I recently read a post by community manager and Feverbee Limited founder Richard Millington who suggested a notion that would make most digital marketers squirm; that growth can be bad. Before you drop-kick the social media rule book, consider Millington’s words:
“If growth hurts what you have already, or if it becomes impossible to manage, or if your community is perfectly fine as it is, then growth can be bad.”
Like many of you, I had a visceral reaction to this statement, but the more I mulled it over, I began to reflect on what successful communities look like. Growth is good but negligence in other key areas can turn a great community into one that is noisy and difficult to manage.

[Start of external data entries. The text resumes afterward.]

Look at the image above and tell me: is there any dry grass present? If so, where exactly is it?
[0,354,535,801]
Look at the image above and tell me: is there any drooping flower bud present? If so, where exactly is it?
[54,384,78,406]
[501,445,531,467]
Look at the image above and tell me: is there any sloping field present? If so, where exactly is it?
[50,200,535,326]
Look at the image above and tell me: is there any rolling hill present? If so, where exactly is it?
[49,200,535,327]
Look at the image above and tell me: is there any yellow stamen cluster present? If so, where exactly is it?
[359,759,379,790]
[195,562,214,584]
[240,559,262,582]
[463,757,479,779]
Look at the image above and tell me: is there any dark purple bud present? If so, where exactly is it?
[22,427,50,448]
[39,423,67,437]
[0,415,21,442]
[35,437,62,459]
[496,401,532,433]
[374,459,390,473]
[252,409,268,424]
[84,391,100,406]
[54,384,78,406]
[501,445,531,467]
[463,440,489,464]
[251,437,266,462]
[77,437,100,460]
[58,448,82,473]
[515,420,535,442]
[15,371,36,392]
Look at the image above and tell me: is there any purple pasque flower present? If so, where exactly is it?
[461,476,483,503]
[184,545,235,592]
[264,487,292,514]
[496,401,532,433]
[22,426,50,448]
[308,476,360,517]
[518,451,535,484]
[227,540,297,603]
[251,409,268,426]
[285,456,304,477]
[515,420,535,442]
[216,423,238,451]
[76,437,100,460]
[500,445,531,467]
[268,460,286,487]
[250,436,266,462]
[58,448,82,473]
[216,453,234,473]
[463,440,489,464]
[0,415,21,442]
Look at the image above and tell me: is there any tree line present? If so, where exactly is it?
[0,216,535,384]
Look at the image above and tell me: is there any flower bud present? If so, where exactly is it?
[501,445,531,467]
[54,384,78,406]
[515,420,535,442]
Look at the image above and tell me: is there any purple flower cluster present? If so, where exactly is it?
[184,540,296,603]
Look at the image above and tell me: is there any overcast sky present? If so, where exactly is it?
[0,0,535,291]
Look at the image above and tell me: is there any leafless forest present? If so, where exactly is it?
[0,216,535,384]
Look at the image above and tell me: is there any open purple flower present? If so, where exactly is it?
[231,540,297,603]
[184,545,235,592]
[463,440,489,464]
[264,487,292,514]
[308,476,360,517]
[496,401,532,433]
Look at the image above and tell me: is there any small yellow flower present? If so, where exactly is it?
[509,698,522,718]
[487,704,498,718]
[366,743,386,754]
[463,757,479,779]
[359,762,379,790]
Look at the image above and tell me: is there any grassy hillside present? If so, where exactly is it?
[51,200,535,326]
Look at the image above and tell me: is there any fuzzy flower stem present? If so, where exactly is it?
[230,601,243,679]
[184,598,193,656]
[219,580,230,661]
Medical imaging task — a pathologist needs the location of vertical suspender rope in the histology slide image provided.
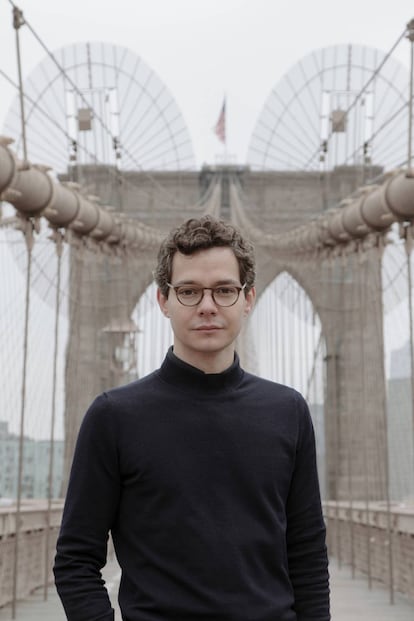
[43,230,63,601]
[407,19,414,176]
[373,236,394,604]
[402,225,414,488]
[341,249,355,578]
[13,6,27,161]
[12,219,34,619]
[330,252,343,567]
[358,245,372,589]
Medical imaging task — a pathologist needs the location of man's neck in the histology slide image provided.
[173,346,234,374]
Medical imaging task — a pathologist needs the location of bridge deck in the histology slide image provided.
[0,561,414,621]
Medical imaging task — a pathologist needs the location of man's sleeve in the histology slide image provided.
[286,395,331,621]
[54,395,120,621]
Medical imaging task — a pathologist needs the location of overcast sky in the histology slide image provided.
[0,0,414,165]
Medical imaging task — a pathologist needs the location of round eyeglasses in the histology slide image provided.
[167,283,246,307]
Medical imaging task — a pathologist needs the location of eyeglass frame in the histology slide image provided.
[167,282,247,308]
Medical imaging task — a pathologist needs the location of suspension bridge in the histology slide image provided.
[0,6,414,621]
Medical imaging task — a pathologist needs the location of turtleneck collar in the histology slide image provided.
[159,347,244,393]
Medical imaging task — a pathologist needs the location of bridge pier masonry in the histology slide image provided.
[0,140,414,597]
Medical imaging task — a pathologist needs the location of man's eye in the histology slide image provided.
[214,287,235,295]
[178,288,199,298]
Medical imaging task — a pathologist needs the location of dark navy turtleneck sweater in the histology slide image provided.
[54,350,330,621]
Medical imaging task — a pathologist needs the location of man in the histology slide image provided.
[54,216,330,621]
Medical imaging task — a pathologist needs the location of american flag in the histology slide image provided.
[214,100,226,142]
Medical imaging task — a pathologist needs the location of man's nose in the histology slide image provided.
[198,289,217,312]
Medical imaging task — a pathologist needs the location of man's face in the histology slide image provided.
[158,247,255,373]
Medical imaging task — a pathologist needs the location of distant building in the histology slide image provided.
[309,403,326,499]
[0,421,64,498]
[387,343,414,501]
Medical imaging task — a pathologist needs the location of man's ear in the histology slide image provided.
[244,287,256,317]
[157,289,170,317]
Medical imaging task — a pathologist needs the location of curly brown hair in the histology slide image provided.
[154,215,256,297]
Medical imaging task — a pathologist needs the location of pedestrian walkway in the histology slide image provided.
[0,561,414,621]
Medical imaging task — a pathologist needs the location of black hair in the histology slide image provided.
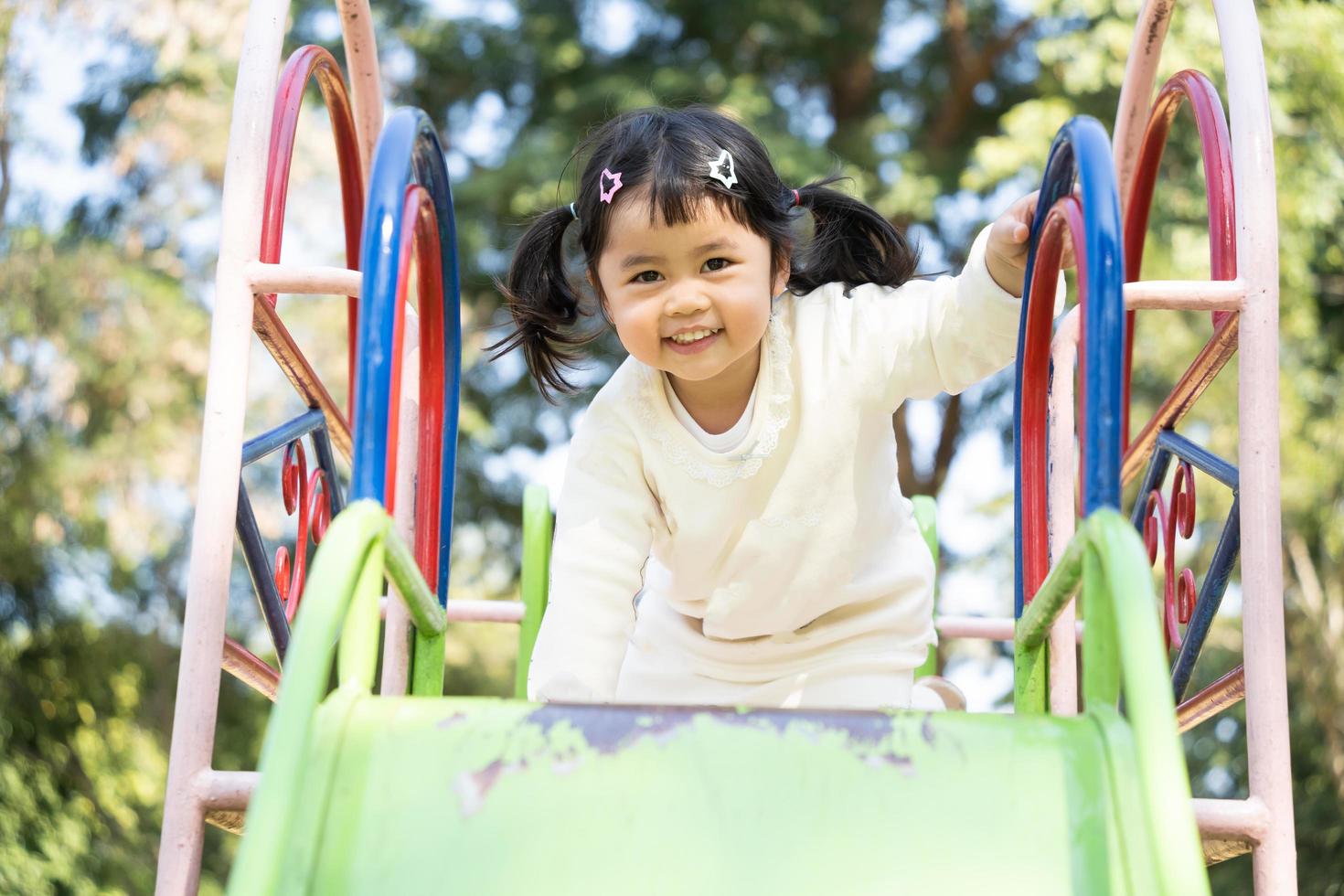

So what really matters? Here’s a five point criteria for successful communities:
- Activity – Participation is self-perpetual and takes many forms. Forrester outlines the seven overlapping levels of social technology participation “active” community members display. Tip: Don’t mistake one type of behavior for another (or lack thereof). Learn to identify and track different activity.
- Added Value – Whether it’s a political forum or online help desk, every community must foster discussions of value in order for members to return. Sometimes, the community itself adds value as a gathering place while others draw value from the conversations. Tip: Recognize what value means to your community and facilitate it at all costs.
- Ownership – Members must feel as if their participation and feedback matter. Ownership creates ambassadors who can promote the group (and recruit quality followers) better than any marketer. Tip: Foster ownership by providing an open, transparent feedback loop to your community; augment the community based on member needs if possible.
- Transparency – Not a new idea, but still a challenge for many community management teams. Customers are time-strapped and more savvy than ever when it comes to engaging with brands. Tip: Provide clear open communication wherever possible to earn trust and win loyalty.
- Volume – Quality over quantity is increasingly accepted as a best-practice in growing active digital communities, but quantity is still important from a practical standpoint. A community must reach a threshold to remain active. Tip: Pragmatic goal-setting and flexibility are essential. Set KPIs that are realistic and adjustable over time.
Revisit your community management programs and ask yourself if each meet the above criteria. Doing so may uncover a simple solution or growing issue that with resolution will ensure your programs continue to grow in all areas.